When an aircraft flies slowly, below M0.5, there is no supersonic flow on the aircraft. As the aircraft speeds up, areas where the airflow has to curve around convex surfaces will experience increased airflow speeds and lower pressure. Such areas can be on the topside of wings but also the crest of the nose of a fuselage. Figure 1 shows the (static) pressure distribution of a Boeing 787-8 during cruise.
Green areas have the lowest pressure and therefore the highest airflow speed. Then follows light blue, darker blue, which transfers to red and finally yellow. Yellow means static pressure is high and airflow speed is low.
On a recent flight to Toulouse, I sat beside an Airbus Beluga pilot. The Beluga is made from the Airbus A300-600, modified with a much larger unpressurized fuselage bubble, capable of transporting sections of Airbus airliners, such as the A350 wing, Figure 2.
For the Beluga, the wing is not the area where supersonic flow starts. It’s the forward crest of the fuselage going supersonic already at M0.65. As local areas with supersonic flow can create lots of drag, the Beluga is flown below M0.65.
For a well-designed airliner, the first area to go supersonic is the top side of the wing (green in Figure 1). The airflow speeds up over the wing as the wing curves to produce lower pressure and by it lift. The supersonic flow starts on the leading edge and grows gradually until it covers the wings crest and then spreads further back on the wing as the Mach increases.
Once past the crest, the flow gets sensitive to disturbances as the air streams against a higher pressure area as the wings taper towards the trailing edge. At some point, the supersonic flow transfers to subsonic flow through a normal shock, Figure 3.

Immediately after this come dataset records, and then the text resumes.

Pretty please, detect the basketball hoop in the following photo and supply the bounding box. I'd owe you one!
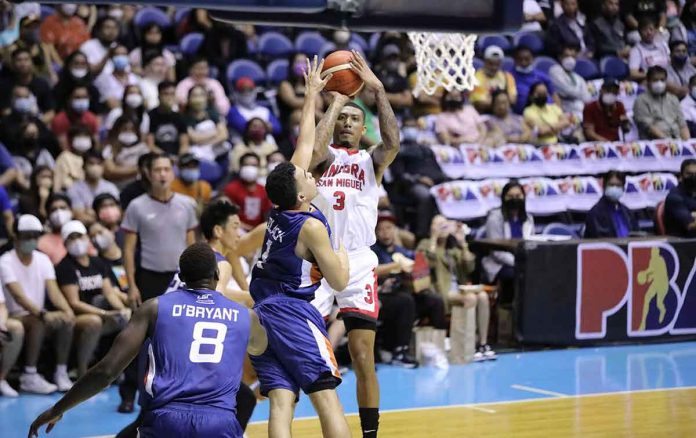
[408,32,476,97]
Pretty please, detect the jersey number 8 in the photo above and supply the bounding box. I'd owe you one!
[189,321,227,363]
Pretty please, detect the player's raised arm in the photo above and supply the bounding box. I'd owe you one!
[290,55,331,170]
[299,219,349,291]
[29,299,157,437]
[351,50,401,184]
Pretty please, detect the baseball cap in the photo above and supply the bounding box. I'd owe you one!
[234,76,256,91]
[17,214,43,233]
[483,46,505,59]
[60,221,87,240]
[382,44,401,57]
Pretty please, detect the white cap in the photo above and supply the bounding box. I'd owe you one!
[60,221,87,240]
[17,214,43,233]
[483,46,505,59]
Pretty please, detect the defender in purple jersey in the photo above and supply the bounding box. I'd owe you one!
[249,57,350,438]
[29,243,267,438]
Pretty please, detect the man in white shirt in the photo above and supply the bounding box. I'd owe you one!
[0,214,75,394]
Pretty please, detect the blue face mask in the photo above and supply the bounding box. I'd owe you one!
[179,169,201,182]
[111,55,130,71]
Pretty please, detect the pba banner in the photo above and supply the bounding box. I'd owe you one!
[430,173,678,220]
[515,239,696,345]
[432,139,696,179]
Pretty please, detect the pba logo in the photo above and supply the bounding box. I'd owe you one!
[575,242,696,339]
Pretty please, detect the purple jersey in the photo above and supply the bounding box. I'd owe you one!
[141,289,250,412]
[249,207,331,303]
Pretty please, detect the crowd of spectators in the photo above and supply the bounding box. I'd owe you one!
[0,0,696,404]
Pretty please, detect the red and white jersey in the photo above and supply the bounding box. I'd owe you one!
[314,147,380,252]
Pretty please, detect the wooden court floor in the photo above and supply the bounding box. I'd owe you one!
[247,388,696,438]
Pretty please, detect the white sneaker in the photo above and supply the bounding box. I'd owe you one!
[53,371,73,392]
[19,373,58,394]
[0,380,19,397]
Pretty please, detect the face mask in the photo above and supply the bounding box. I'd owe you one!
[111,55,129,71]
[72,137,92,152]
[650,81,667,94]
[237,91,256,107]
[401,126,418,142]
[602,93,616,106]
[60,3,77,16]
[66,239,89,257]
[126,94,143,108]
[118,132,138,146]
[249,128,266,143]
[93,231,114,251]
[72,99,89,113]
[19,239,39,254]
[179,169,201,182]
[239,166,259,182]
[604,186,623,202]
[292,61,307,76]
[12,97,34,114]
[48,208,72,228]
[99,205,121,224]
[561,56,576,71]
[85,164,104,180]
[70,68,88,79]
[532,94,548,106]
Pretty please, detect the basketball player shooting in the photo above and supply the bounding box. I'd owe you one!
[310,51,400,438]
[29,243,268,438]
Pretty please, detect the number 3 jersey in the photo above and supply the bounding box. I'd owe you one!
[314,146,379,253]
[141,289,250,412]
[249,206,331,304]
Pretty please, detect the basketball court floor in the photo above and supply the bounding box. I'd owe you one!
[0,342,696,438]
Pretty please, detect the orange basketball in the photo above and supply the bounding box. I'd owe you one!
[321,50,365,97]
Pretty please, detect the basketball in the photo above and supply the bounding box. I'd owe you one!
[321,50,365,97]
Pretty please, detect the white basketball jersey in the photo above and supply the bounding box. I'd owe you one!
[314,147,379,251]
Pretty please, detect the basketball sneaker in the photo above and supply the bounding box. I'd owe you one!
[19,373,58,394]
[0,380,19,397]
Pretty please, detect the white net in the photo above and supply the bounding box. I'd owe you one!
[408,32,476,96]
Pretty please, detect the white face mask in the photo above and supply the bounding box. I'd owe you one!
[239,166,259,182]
[126,94,143,108]
[66,239,89,257]
[48,208,72,228]
[72,136,92,152]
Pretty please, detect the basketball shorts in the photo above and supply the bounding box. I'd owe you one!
[251,295,341,396]
[138,403,244,438]
[312,248,379,322]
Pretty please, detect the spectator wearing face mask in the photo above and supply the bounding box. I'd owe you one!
[549,45,590,118]
[176,57,230,117]
[582,78,631,141]
[94,46,143,110]
[633,66,689,140]
[172,154,212,207]
[103,116,150,187]
[667,41,696,100]
[53,125,93,192]
[584,170,638,239]
[104,84,150,136]
[147,81,190,155]
[230,119,278,176]
[435,90,486,146]
[51,86,99,150]
[664,158,696,237]
[227,77,282,135]
[679,74,696,137]
[40,3,89,59]
[68,150,118,224]
[224,152,273,230]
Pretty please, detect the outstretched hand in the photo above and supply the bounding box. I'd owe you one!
[304,55,333,94]
[350,50,384,92]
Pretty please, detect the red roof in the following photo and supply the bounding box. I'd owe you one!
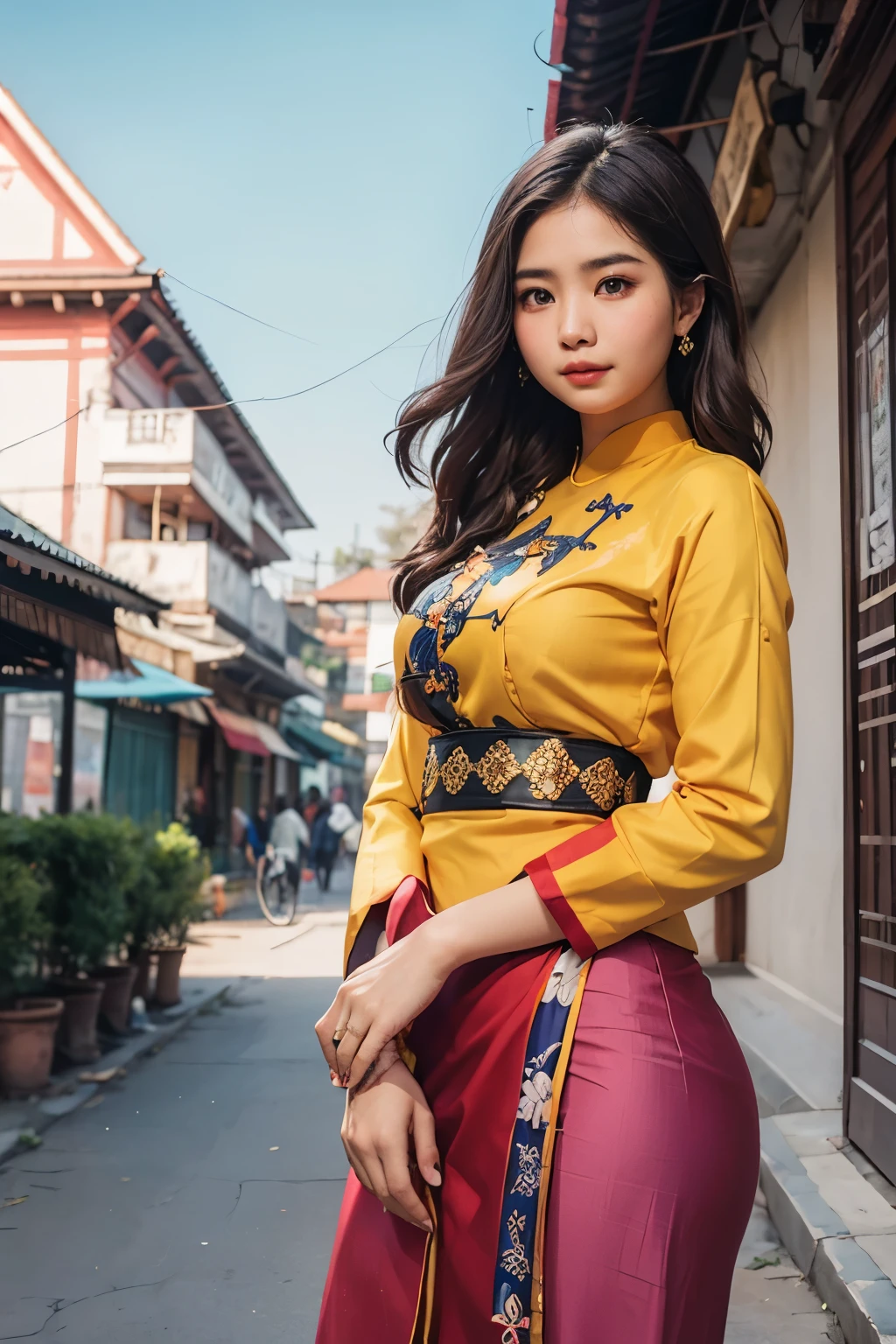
[314,566,395,602]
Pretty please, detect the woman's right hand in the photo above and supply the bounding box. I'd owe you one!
[342,1059,442,1233]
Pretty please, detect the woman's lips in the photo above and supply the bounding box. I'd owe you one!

Shocks are violent changes of density, pressure and temperature of the flow, with an increase of static pressure. This causes the flow to separate at the base of the shock, creating areas of separated flow.
The separated flow increases the drag of the aircraft. The sudden onset of drag past a certain Mach is called transonic drag and the Mach where this happens, critical Mach.
NASA’s Richard Whitcomb realized the normal form of a wing profile, with maximum airspeed at about one-third of the wing cord, was not optimal to avoid transonic drag. He, therefore, shaped the wing profile to keep the maximum speed lower at the top, by not curving the top profile as much, Figure 4.
Instead, he curved the rear bottom part of the profile, creating higher static pressure there and by it recovering some of the lift lost over the less curved top surface.
The result is a profile with lower Mach in the supersonic area before the Normal shock. The shock then is weaker, generating less pressure increase and less boundary layer disruption. Supercritical wings have lower transonic drag and higher Mach where the transonic drag starts.
In the next Corner, we’ll finish the series with some less dominant drags which appear on aircraft.